Transferts de fonds : le Maroc à la recherche d’alternatives face à la directive européenne

Alors qu’une directive bancaire européenne pourrait limiter l’activité de ses banques installées dans l’Union européenne, le Maroc se prépare déjà à préserver les transferts vitaux de sa diaspora. Digitalisation, bi bancarisation et corridors panafricains : plusieurs pistes sont sur la table pour sécuriser un flux représentant près de 7 % du PIB national.

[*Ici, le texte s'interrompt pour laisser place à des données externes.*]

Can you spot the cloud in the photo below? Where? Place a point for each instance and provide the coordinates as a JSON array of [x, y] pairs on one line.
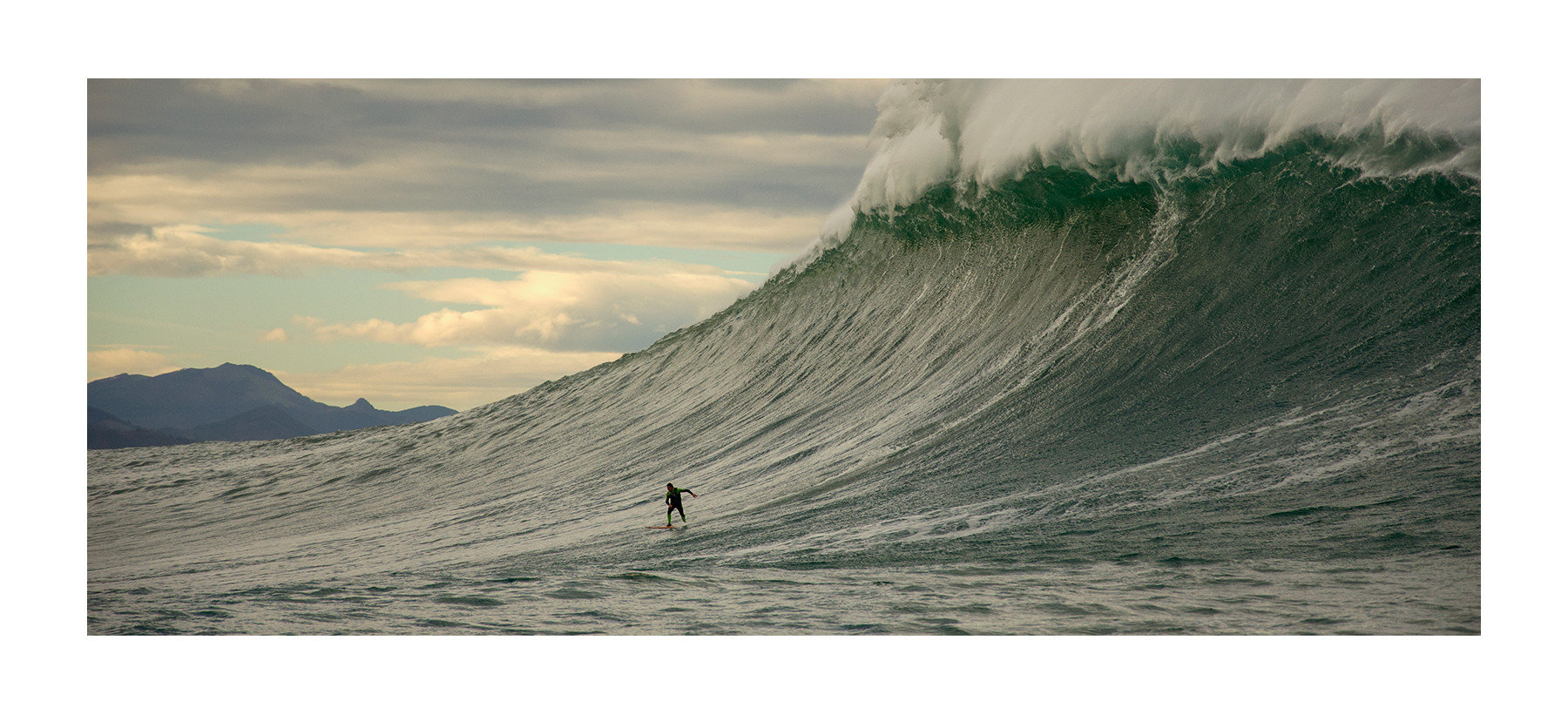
[[551, 310], [206, 152], [190, 251], [458, 382], [127, 360]]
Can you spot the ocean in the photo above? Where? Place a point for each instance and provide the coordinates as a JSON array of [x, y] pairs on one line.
[[1186, 357]]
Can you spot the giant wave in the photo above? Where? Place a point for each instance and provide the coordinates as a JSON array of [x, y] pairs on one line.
[[1058, 326]]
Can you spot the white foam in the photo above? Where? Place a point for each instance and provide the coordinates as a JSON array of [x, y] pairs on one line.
[[987, 131]]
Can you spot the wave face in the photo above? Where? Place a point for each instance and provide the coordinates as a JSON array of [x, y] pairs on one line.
[[1024, 401]]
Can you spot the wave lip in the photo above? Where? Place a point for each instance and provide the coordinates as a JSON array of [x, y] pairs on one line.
[[988, 131]]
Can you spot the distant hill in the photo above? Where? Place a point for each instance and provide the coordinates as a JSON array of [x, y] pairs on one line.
[[226, 403], [107, 431]]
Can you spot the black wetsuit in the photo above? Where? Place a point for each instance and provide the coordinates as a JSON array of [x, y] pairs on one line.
[[673, 500]]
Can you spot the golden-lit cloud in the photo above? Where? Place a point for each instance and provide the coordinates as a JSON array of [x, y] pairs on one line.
[[188, 251], [458, 382], [127, 360], [549, 309]]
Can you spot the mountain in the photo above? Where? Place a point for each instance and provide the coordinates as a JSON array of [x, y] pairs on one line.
[[226, 403], [107, 431]]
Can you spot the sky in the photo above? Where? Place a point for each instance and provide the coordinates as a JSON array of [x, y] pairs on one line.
[[444, 241], [54, 107]]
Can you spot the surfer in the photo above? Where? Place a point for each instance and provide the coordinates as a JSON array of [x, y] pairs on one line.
[[673, 502]]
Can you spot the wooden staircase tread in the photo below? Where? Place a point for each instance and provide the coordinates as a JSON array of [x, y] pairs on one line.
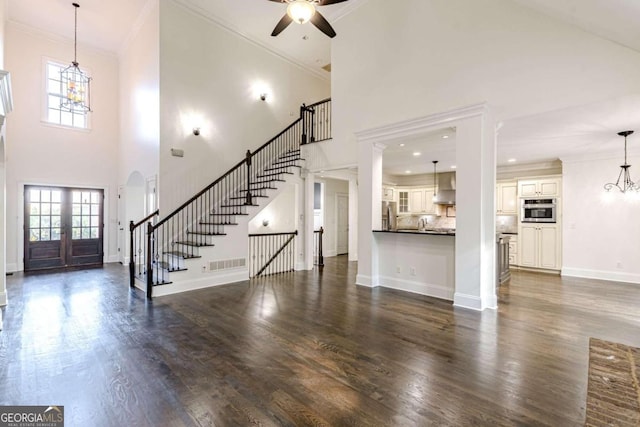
[[229, 214], [281, 167], [204, 233], [273, 174], [182, 254], [194, 244]]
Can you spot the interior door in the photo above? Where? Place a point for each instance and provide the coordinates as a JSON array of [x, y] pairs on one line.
[[342, 224], [63, 227]]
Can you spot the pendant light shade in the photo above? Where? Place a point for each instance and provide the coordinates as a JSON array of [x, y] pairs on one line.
[[624, 182], [76, 91]]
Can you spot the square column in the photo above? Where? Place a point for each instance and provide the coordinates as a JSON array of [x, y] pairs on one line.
[[475, 213]]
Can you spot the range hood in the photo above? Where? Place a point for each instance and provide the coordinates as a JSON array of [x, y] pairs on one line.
[[446, 194]]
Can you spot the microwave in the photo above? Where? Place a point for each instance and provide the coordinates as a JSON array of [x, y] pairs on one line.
[[538, 210]]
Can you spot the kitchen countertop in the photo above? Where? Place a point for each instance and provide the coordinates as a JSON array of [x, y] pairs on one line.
[[428, 232]]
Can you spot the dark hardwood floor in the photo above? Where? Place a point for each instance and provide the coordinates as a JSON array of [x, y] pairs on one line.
[[307, 348]]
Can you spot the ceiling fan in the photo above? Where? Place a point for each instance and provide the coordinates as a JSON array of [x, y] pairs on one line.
[[303, 11]]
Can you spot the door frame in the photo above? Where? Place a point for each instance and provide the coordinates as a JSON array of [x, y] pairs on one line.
[[106, 236], [337, 213]]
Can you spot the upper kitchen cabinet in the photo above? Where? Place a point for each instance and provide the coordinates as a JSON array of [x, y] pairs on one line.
[[388, 194], [507, 198], [546, 187], [421, 200]]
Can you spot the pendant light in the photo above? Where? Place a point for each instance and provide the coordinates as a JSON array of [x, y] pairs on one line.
[[76, 93], [627, 184], [435, 184]]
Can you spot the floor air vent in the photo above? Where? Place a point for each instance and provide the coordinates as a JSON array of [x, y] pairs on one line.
[[227, 264]]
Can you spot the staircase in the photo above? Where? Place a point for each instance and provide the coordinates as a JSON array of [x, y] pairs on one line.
[[200, 244]]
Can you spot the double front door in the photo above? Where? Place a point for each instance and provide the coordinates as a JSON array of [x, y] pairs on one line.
[[63, 227]]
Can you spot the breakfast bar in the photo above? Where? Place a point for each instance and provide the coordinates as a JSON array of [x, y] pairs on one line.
[[419, 261]]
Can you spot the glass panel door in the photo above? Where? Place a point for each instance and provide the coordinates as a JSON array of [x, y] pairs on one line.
[[63, 227]]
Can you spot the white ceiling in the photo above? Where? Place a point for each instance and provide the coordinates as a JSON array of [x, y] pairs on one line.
[[586, 131]]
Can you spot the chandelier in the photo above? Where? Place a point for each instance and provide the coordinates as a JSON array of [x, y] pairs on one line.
[[75, 84], [624, 182]]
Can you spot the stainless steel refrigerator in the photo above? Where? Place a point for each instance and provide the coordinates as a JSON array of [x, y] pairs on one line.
[[389, 216]]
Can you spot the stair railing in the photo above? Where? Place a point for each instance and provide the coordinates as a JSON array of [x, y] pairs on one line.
[[271, 253], [316, 121], [178, 236]]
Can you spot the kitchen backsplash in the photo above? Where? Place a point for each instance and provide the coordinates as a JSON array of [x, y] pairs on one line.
[[413, 222], [506, 224]]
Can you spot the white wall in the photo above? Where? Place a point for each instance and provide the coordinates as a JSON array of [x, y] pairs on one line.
[[211, 78], [600, 229], [279, 212], [38, 153], [139, 97], [399, 60]]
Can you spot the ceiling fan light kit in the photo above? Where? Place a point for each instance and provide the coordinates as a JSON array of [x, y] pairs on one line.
[[303, 11], [624, 182]]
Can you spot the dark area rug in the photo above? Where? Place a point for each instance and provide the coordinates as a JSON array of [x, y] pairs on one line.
[[613, 394]]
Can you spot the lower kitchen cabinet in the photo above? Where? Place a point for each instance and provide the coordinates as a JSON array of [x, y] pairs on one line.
[[539, 246]]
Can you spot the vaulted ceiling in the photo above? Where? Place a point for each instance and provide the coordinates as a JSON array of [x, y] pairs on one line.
[[589, 129]]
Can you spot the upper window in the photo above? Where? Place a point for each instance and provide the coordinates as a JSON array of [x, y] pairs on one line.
[[55, 95]]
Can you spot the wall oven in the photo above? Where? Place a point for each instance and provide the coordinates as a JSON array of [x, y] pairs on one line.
[[538, 210]]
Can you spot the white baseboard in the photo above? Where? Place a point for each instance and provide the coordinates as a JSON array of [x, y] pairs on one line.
[[363, 280], [430, 290], [238, 275], [471, 302], [613, 276]]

Une directive européenne aux conséquences sensibles

Adoptée en juin 2024, la nouvelle réglementation européenne encadrera plus strictement les activités des établissements bancaires non européens opérant dans l’UE. Une mesure qui inquiète directement Rabat, puisque les filiales marocaines en France, Espagne et Belgique gèrent une large partie des transferts des Marocains résidant à l’étranger (MRE), estimés à plus de 11 milliards de dollars par an.

L’application de la directive, prévue progressivement d’ici 2027, pousse le Royaume à anticiper afin de ne pas fragiliser ce pilier économique stratégique.

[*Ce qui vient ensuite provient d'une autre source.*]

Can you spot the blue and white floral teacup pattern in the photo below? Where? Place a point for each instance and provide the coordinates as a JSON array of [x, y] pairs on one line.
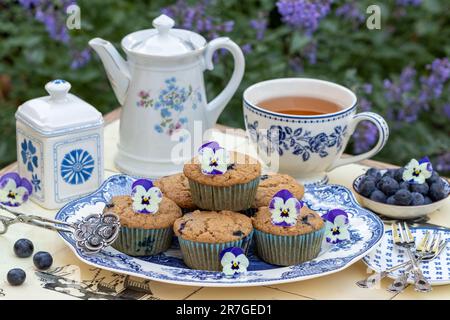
[[146, 197], [284, 209], [233, 261], [306, 147], [213, 158], [416, 172], [14, 190]]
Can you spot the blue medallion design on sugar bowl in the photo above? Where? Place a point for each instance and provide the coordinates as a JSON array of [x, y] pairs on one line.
[[59, 146]]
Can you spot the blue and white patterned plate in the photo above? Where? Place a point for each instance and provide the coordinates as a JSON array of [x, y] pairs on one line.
[[386, 255], [366, 231]]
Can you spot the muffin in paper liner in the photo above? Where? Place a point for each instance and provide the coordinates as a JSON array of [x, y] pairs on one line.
[[205, 256]]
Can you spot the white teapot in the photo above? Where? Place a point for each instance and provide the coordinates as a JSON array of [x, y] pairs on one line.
[[161, 89]]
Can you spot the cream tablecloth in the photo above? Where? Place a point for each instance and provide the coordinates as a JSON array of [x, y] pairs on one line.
[[70, 278]]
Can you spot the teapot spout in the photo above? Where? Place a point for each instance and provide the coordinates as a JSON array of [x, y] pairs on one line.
[[116, 67]]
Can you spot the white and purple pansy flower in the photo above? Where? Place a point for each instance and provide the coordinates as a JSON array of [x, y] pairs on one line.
[[233, 261], [417, 172], [213, 158], [336, 226], [145, 196], [14, 190], [284, 208]]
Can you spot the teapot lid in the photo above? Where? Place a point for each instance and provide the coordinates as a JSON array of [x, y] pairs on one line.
[[165, 41], [59, 112]]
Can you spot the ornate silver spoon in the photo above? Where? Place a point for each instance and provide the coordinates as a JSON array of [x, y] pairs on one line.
[[92, 233]]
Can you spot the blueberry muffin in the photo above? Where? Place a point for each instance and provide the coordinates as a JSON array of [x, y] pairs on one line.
[[204, 234], [233, 190], [176, 188], [144, 234], [286, 246]]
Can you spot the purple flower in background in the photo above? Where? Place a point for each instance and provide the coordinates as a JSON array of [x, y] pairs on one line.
[[260, 26], [194, 17], [81, 58], [405, 3], [442, 163], [351, 12], [303, 14]]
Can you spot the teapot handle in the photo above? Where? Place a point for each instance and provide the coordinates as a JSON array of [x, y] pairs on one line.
[[216, 106]]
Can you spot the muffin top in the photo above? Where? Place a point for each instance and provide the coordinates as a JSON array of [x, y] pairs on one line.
[[308, 221], [241, 169], [176, 188], [212, 226], [271, 184], [122, 206]]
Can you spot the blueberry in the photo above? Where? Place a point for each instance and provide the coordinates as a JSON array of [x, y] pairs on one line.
[[42, 260], [375, 173], [388, 185], [402, 197], [23, 248], [437, 191], [404, 185], [378, 196], [398, 174], [434, 178], [417, 199], [16, 276], [366, 187], [390, 200], [420, 188], [427, 200]]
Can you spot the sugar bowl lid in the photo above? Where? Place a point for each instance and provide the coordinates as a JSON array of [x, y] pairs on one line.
[[163, 40], [59, 112]]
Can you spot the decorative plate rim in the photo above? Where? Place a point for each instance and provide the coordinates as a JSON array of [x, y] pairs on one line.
[[374, 242]]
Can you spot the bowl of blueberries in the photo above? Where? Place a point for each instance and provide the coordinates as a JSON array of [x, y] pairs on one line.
[[397, 194]]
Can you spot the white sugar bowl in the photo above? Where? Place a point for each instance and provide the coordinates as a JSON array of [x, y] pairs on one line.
[[59, 146]]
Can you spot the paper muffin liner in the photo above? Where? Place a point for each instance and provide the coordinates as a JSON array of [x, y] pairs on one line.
[[205, 256], [235, 198], [288, 250], [143, 242]]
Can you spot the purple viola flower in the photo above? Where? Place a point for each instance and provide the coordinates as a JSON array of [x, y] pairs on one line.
[[233, 261], [336, 226], [14, 190], [146, 197], [213, 158], [303, 14], [284, 208]]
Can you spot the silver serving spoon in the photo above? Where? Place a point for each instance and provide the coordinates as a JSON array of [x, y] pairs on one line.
[[92, 233]]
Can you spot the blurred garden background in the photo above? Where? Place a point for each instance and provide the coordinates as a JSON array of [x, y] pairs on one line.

Accélérer la digitalisation

Première réponse envisagée : renforcer les solutions numériques. Rabat veut développer des plateformes en ligne sécurisées permettant aux MRE d’envoyer directement de l’argent à leurs proches, à moindre coût.

Inspiré par des fintechs africaines comme M-Pesa, Flutterwave ou Wave, le Maroc pourrait créer ses propres outils digitaux, capables de concurrencer les canaux bancaires traditionnels et de moderniser l’écosystème financier.

La bi bancarisation comme relais

Autre piste : la bi bancarisation, qui permet aux migrants d’avoir un compte dans leur pays d’accueil et un autre dans leur pays d’origine. Ce dispositif, déjà en place dans certains cas, sécurise les flux financiers et fidélise la diaspora.

Même si certains experts européens y voient un risque de fuite de capitaux, Rabat considère cette option comme un levier efficace pour maintenir les envois de fonds malgré d’éventuelles restrictions.

Miser sur les corridors panafricains

Au-delà de l’Europe, le Maroc s’ouvre aussi à l’Afrique. L’adhésion au système panafricain de paiement PAPSS, soutenu par la Banque africaine d’import-export, permet déjà de réaliser des transactions intra-africaines en monnaies locales, sans passer par le dollar ou l’euro.

En consolidant cette orientation, le Maroc diversifierait ses canaux de transferts et renforcerait son intégration financière sur le continent.

Une stratégie encore en construction

Pour l’heure, aucune solution ne remplace totalement le rôle des banques marocaines en Europe, qui demeurent essentielles pour des millions de MRE. Mais en multipliant les alternatives, Rabat cherche à amortir l’impact de la directive européenne et à transformer la contrainte en opportunité : digitaliser ses services, consolider les liens avec sa diaspora et renforcer l’ancrage africain de son économie.